The northernmost town in Denmark, Skagen benefits from light, warm evenings in the summer months. This geographical advantage was enjoyed by the Skagen Painters, a group of Scandinavian artists who gathered there in the late 19th century to paint en plein air in the style of the French impressionists. Some of the most famous works (which are so heavily defined by their luminescent expression of natural light that visitors continue to enjoy today) are P.S Krøyer’s Hip Hip, Hurrah! and Anna Anchen’s Sunlight in the Blue Room.  H.C. Andersen, a national cultural personality, once said of Skagen’s artistic allure, “Here in the Danish country, you will find a nature that reminds you of the desert in Africa, of the ash mounts of Pompei and of birds flying around the dunes by the sea.” Should you decide to flock to the town with your paint box, make sure you stay at the Brøndums Hotel, which was the only hotel in Skagen at the time the artistic group was working.

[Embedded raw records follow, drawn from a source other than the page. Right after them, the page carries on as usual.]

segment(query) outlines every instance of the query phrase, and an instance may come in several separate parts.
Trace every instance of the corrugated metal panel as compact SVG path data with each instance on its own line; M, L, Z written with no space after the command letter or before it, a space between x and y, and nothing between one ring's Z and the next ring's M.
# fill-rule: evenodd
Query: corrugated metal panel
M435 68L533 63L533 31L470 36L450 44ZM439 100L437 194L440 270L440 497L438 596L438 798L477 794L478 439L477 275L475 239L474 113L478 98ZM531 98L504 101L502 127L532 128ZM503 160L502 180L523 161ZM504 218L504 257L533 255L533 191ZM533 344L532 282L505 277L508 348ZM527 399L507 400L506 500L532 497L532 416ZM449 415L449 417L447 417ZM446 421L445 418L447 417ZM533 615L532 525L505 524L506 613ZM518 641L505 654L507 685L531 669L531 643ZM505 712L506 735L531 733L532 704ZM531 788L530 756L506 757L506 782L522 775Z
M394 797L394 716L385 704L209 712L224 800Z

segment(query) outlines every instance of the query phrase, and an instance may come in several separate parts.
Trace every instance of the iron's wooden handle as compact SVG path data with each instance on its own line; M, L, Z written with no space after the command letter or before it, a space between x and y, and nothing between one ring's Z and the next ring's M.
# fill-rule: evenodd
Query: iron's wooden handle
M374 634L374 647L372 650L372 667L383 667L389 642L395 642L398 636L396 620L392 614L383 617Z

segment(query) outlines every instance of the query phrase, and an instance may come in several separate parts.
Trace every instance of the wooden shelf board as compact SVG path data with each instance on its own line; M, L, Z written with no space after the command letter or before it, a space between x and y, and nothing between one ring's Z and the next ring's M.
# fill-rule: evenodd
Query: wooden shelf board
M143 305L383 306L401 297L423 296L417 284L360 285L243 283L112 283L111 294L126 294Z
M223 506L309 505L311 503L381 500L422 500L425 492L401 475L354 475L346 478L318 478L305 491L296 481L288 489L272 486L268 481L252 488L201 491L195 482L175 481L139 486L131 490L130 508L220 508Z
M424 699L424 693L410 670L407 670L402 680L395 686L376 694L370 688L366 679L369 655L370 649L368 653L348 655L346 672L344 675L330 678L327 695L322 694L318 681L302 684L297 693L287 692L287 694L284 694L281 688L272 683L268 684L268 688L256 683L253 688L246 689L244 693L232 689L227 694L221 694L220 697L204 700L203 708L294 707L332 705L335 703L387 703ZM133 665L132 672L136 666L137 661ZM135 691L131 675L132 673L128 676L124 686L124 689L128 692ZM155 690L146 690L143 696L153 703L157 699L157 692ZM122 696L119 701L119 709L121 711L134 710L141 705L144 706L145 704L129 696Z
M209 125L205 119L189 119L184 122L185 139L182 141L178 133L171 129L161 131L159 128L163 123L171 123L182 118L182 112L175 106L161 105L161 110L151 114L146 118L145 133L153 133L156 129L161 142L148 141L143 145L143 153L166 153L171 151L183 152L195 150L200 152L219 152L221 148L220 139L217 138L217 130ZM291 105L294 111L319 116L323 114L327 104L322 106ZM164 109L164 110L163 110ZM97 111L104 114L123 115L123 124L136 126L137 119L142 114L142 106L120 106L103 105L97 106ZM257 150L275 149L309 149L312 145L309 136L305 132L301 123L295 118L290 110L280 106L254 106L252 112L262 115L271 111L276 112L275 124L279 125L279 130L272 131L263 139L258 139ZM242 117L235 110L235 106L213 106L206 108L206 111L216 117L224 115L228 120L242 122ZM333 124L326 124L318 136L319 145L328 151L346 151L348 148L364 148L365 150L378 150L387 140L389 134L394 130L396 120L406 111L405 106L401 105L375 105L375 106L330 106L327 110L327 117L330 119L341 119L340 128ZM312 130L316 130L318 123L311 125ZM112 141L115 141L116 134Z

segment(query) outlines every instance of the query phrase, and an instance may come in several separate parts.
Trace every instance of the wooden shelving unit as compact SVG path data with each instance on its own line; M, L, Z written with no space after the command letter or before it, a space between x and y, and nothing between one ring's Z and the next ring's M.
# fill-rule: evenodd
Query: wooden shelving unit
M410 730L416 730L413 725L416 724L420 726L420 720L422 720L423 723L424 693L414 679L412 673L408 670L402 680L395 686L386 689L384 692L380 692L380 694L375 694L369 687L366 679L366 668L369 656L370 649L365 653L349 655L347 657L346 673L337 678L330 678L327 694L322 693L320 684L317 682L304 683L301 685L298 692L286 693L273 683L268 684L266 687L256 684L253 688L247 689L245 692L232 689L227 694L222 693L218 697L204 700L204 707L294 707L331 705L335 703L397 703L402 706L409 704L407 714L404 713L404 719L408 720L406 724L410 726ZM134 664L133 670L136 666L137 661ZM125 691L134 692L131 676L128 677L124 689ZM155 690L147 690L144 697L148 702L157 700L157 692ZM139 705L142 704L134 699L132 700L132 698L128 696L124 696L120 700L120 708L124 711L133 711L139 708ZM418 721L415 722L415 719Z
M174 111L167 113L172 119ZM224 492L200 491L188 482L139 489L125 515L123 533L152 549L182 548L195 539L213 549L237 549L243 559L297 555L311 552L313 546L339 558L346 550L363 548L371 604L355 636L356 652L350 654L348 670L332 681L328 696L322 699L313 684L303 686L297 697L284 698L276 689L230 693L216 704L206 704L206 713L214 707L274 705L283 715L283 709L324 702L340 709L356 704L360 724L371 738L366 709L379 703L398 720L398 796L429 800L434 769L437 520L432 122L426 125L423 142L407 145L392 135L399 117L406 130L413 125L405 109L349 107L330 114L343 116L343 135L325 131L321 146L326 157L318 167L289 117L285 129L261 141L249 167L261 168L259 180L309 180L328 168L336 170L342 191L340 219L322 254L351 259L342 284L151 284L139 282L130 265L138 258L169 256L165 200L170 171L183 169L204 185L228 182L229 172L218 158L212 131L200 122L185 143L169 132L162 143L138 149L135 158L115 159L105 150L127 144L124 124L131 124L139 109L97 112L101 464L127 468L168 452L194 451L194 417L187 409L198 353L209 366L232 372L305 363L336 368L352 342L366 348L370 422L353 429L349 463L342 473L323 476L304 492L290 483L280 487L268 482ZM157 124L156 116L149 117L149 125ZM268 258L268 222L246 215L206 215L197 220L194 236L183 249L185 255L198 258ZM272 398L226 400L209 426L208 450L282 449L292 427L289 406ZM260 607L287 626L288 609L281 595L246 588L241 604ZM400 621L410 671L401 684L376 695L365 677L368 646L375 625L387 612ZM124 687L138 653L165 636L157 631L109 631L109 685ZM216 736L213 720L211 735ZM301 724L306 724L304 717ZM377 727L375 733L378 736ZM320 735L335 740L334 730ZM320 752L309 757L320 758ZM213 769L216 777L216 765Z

Kutna Hora, Czech Republic

While you can easily take an hour’s train trip to visit Kutna Hora for a day trip from Prague, the city feels like such a distillation of history, ritual and legend it would be a shame not to spend more time there. The crowning glory of this unusual city break is the Church of All Saints, also known as the Bone Church, and its underground chapel, the Sedlec Ossuary. If you want a particularly unusual trip, this should cut the mustard. Built in the 14th century, the Church of All Saints was the site of the burial ground for the victims of the 1318 plague and for those killed in the Hussite wars. In the 1500s, the cemetery was abolished and the bones of all the bodies buried there were exhumed. The colloquial signifier, the Bone Church, begins to make sense when you discover that all the intricate decorations across the church’s walls are made from bones. The arrangement of the bones, which includes a chandelier in the centre of the nave containing all of the bones in the human body, is the work of František Rint, a Czech wood carver, who finished the macabre installation in 1870. For the stronger-stomached amongst us, a tour of the Sedlec Ossuary is offered with a 3-course lunch at a nearby restaurant. 

Annecy, France

Known as the Venice of the Alps amongst fans of the quintessentially French village, Annecy is a charming town in southeastern France known for its eponymous lake (immortalised in Paul Cézanne’s 19th-century Post-Impressionist work, The Lac d’Annecy) and snow-capped mountain vistas. It has all the charm of a baby Provence and certainly fewer tourists. The scale of the lake allows for watersports including sailing, paddleboarding, wakeboarding and scuba diving, and catamarans and yachts can be hired, too. For land-dwellers, the coiling canals of Annecy’s Vieille Ville prove the perfect warren in which to lose yourself entirely to the cobbled streets and putty-coloured houses. A trip to rural France seems pitifully incomplete without a lazy stroll around a farmer’s market, and both the local markets, the Old Town Market and Au Rendez Vous du Terroir are exactly what you might hope for.